The Next Generation Gen11 Graphics: Playable Games and Adaptive Sync!

Some of the first words out of the mouth of Raja Koduri about graphics is that Intel has a duty to its one billion customers with integrated graphics to give them something that is useful, and that it is time for Intel to provide graphics which people can actually play games on. Given his expertise on the matter, it shouldn’t sound too far-fetched: more people play games than ever before, and these users want to play no matter what their hardware. To that end, Raja stated that Gen11 graphics is the first step in a new graphics policy to provide the performance and features to let gamers play the most popular games, no matter what implementation.

Gen11: Intel’s first GT2 TFLOPS Graphics

In 2015, Intel launched the Skylake processor with Gen9 integrated graphics. Rather than moving straight to Gen10 the next time around, we were given Gen 9.5 in both Kaby Lake and Coffee Lake, which supposedly draw features from what would have been Gen 10. Actually, the graphics for Intel’s failed 10nm Cannon Lake chip were meant to be called Gen10, however Intel never released a Cannon Lake processor with working integrated graphics, and because Gen11 goes above and beyond what Gen10 would have been, we’ve gone straight to Gen11. Make sense? Well Intel didn’t even bother to acknowledge Gen10 in its history graph:

We will see Gen11 graphics being paired with Sunny Cove cores on 10nm sometime in 2019 according to the roadmaps. However rather than give a detailed architecture layout for the new product, we instead were given a rather high level diagram.

From here we can deduce a few things. We were told that this configuration is the GT2 config, which will have 64 execution units, up from 24 in Gen9.5. These 64 EUs are split into four slices, with each slice being made of two sub-slices of 8 EUs a piece. Each sub-slice will have an instruction cache and a 3D sampler, while the bigger slice gets two media samplers, a PixelFE, and additional load/store hardware. Intel lists Gen11 targeting efficiency, performance, advanced 3D and media capabilities, and a better gaming experience.

Intel didn’t go into too much detail regarding how the EUs are at higher performance, however the company did say that the FPU interfaces inside the EU are redesigned and it still has support for fast (2x) FP16 performance as seen in Gen9.5. Each EU will support seven threads as before, which means that the entire GT2 design will essentially have 512 concurrent pipelines. In order to help feed these pipes, Intel states that it has redesigned the memory interface, as well as increasing the L3 cache of the GPU to 3 MB, a 4x increase over Gen9.5, and it is now a separate block in the unslice section of the GPU.

Other features include tile-based rendering, which Intel stated the graphics hardware will be able to enable/disable on a render pass basis. This will make Intel the final member of the PC GPU vendor community to implement this, following NVIDIA in 2014 and AMD in 2017. While not a panacea to all performance woes, a good tile rendering setup plays well to the bandwidth limitations of an integrated GPU. Meanwhile Intel's lossless memory compression has also improved, with Intel listing a best case performance boost of 10% or a geometric mean boost of 4%. The GTI interface now supports 64 bytes per clock read and write to increase throughput, which works with the better memory interface.

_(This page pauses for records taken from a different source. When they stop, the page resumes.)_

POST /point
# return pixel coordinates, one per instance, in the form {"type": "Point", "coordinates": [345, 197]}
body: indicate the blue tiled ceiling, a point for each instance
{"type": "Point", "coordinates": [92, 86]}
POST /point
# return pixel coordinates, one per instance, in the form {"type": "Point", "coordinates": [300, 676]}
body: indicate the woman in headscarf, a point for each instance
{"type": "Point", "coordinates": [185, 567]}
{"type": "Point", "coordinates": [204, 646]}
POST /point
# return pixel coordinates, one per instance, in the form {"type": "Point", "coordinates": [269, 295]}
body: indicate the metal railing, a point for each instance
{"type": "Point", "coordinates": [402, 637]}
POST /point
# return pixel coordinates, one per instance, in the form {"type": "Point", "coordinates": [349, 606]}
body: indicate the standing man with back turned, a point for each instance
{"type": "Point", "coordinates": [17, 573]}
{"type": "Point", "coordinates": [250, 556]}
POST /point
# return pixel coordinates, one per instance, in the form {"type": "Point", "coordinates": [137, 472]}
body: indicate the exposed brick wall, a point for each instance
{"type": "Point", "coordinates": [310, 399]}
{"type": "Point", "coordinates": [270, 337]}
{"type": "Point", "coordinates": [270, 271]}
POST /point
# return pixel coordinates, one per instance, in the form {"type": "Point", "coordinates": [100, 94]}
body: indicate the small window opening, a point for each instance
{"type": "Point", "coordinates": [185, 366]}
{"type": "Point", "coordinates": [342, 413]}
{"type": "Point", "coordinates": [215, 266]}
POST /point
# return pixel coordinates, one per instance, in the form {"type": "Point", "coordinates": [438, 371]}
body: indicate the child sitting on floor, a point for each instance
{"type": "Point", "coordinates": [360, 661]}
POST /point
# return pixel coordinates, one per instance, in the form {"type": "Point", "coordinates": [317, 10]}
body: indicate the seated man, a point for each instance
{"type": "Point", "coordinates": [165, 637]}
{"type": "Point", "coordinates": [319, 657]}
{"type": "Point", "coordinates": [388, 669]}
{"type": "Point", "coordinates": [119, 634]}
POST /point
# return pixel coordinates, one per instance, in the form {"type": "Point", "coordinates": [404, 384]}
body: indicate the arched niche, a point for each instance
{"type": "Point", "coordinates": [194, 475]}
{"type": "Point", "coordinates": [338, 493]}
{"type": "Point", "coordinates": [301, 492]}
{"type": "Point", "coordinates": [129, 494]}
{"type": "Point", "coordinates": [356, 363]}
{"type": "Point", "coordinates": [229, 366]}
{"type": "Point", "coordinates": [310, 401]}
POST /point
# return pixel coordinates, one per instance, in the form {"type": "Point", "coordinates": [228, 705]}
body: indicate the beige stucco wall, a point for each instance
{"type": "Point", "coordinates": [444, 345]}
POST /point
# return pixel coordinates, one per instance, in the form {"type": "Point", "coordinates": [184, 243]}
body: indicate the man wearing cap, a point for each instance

Coarse Pixel Shading, Intel's implementation of multi-rate shading and similar in scope to NVIDIA’s own Variable Pixel Shading, is also supported. This allows the GPU to reduce the amount of total shading work required by shading some pixels on a less than 1:1 basis. Intel showed two demos for CPS, where pixel shading was reduced either as a function of object distance from camera (so you do less work when things are further away), or reduced as a function of how close the object is to the center of the screen, designed to help features like foveated rendering for VR. With a 2x2 pixel stencil applied – meaning only one pixel shading operation was done per block of 4 pixels – Intel stated a ~30% increase in frame rates in supported games. Unfortunately this needs to be applied on a game-by-game basis in order to prevent significant image quality losses, so the performance gains won't be immediate or universal.

For the media block, Intel says that the Gen11 design includes a ground up HEVC encoder design, with high quality encode and decode support. Intel cited the fact that its media fixed function units are already used in the datacenter for video processing, and home users can take advantage of the same hardware. Intel also stated that by using parallel decoders it can either support concurrent video streams or they can be combined to support a single large stream, and this scalable design will allow future hardware to push the peak resolutions up to 8K and beyond.

The highlight of the display engine is support for Adaptive Sync technologies. We were told that it was announced back at the launch of Skylake, but now it is finally ready to go into Intel’s integrated graphics. This goes in hand with HDR support due to its high-precision data path.

One thing in this presentation that Intel didn’t mention directly is that Gen11 graphics would appear to have Type-C video output support, potentially indicating that Intel has integrated the necessary mux into the chipset itself, removing another IC from the motherboard design.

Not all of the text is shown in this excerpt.